It wracked his body, peeling pieces of the shell that’d formed around little more than an exposed core ready to burn out as it didn’t feel deserving of life anymore. Gael couldn’t look at Ren but ultimately, as more tears he didn’t have streamed down his face and he faced the ground, he smiled. “Thank you for finding me, little fern.” He said softly, his voice simultaneously dry and yet wet. He knew what that meant to the young fae, but he meant it. He wasn’t sure if he had the capacity not to mean anything he said at this point. “...Okay.” Wherever she was, wherever Ren had ended up during yet another one of his melodramatic outbursts, Gael’s dark-ringed eyes and face stained with tears found her. “Okay.” He repeated. “Let’s… go home.” Whatever came next would come next. Regan’s being alive didn’t fix how wrong his existence still felt, though he still didn’t know what it was.

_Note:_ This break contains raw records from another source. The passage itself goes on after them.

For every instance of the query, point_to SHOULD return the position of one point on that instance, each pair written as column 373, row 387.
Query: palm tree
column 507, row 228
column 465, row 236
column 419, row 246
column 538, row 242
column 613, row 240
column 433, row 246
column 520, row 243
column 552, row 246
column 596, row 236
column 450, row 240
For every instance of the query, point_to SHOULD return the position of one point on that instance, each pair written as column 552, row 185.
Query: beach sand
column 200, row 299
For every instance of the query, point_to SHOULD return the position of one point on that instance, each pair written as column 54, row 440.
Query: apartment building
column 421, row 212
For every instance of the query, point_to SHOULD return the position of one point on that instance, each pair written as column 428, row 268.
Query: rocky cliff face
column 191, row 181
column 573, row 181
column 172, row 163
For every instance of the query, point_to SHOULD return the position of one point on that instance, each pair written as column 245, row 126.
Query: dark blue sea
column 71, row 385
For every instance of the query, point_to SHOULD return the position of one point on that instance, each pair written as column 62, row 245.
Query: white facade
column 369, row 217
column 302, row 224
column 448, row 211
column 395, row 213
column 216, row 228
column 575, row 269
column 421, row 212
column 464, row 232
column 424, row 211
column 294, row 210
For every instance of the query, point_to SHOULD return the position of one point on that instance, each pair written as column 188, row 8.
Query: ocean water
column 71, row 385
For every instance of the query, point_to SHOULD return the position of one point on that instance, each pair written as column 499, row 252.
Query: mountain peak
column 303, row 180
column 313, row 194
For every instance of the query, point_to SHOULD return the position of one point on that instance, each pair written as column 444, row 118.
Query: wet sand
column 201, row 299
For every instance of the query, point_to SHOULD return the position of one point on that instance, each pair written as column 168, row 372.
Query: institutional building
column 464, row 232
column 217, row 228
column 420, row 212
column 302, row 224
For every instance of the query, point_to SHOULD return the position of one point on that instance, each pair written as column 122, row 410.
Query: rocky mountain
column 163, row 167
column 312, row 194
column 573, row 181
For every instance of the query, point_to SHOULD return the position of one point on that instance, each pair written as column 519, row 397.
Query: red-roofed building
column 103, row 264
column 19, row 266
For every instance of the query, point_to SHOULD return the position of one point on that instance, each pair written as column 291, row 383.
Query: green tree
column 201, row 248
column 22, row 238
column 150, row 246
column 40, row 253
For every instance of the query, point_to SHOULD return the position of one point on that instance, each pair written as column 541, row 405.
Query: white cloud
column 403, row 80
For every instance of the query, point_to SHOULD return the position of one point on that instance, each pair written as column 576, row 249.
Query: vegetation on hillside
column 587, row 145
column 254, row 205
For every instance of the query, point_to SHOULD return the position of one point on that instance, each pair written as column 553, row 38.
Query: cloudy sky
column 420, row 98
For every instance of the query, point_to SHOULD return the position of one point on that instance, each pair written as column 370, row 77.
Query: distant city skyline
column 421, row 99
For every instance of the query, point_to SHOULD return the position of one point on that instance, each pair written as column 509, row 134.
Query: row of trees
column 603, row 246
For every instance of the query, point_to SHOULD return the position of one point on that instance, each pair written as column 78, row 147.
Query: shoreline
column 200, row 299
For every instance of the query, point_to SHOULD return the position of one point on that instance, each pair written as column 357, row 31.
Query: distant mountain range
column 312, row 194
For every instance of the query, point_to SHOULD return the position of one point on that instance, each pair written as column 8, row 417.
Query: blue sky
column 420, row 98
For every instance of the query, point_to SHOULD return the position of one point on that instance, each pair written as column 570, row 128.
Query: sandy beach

And it didn’t fix how sorry he was, or how Regan and… Ren, and anyone else who interacted with him were still in danger from whatever that thing inside him was. But for today, for now, even… he felt like he could’ve been able to go back home. Home, where Mirabel and Montaña were. Home, where even if they didn’t interact, he could still feel Ren where she belonged, which in turn helped him feel like he belonged. Home, with her. 
Cautious eyes watched the waves of emotion wash over the man. Every stage of grief slowly morphing into something resembling desperate relief. It sat like a stone in his chest tied to a hot air balloon up above. Ren wanted to lift the anchor, to let him be able to just soar but there was far too much tangled up inside. Not even the news of his innocence was enough to dislodge the stubborn knots. She could understand that. Each time someone brought a new realization to the fae, she had to wrestle with it. Try and pare it down until it fit within the wires of her mind. 
Not all fae were bad. 
Which meant she had a chance of being good. It meant she had been lied to. About this and so much more. Tiny disruptions to her way of thinking made waves that cast tidal forces on the whole of her being. Chipping away at the wall she had built around her heart. Around the box she placed a certain assumption two hunters had made. If Darya was a liar, she could have been the one to kill Ren’s real family. Still, the fae did not know how either came to such a conclusion. Only that they had done so separate from each other. And that scared her. 
“Yes, please I would– Oh sugar.” The familiar, non-swear surfaced again as a thought occurred to the young fae. She wasn’t the only one out looking for the werewolf. “First we must find Alex.” The sudden burst of giddy glee subsided, replaced with a growing sheepishness. It wasn’t in Gael’s nature to make Ren feel badly about anything like that, but the deeper wounds still gripped against her heart when memories of being reprimanded for such childish outbursts played back in real time.  
“She is also in searching for you. We both became worried when you did not answer. I think Regan must have as well. But she is still within town and not in woods.”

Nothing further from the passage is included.